We assume that both nitric acid and hydrochloric acid dissociate to give stoichiometric #H_3O^+#.

Moles of nitric acid: #26.0xx10^(-3)*L xx 8.00*mol*L^-1 = 0.208*mol # #HNO_3(aq)#.

And, moles of hydrochloric acid: #88.0xx10^(-3)*L xx 5.00*mol*L^-1 = 0.440*mol# #HCl(aq)#.

This molar quantity is diluted to #1.00# #L#. Concentration in moles/Litre = #((0.208+0.440)* mol)/(1L)# #=# #0.648*mol*L^(-1).#

Now we know that water undergoes autoprotolysis:
#H_2O(l) rightleftharpoons H^+ +OH^-#. This is another equilibrium reaction, and the ion product #[H^+][OH^-]# #=# #K_w#. This constant, #K_w# #=# #10^(-14)# at #298K#.

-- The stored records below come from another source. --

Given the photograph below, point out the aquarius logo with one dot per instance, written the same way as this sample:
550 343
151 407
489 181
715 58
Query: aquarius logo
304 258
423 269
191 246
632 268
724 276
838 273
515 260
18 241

So #[H^+] =0.648*mol*L^(-1)#; #[OH^-] = K_w/[[H^+]]# #=# #(10^-14)/0.648# #=# #??#

#pH# #=# #-log_(10)[H^+] = -log_(10)(0.648) = ??#

Alternatively, we know further that #pH + pOH =14#. Once you have #pH#, #pOH# is easy to find. Take the antilogarithm of this to get #[OH^-]#.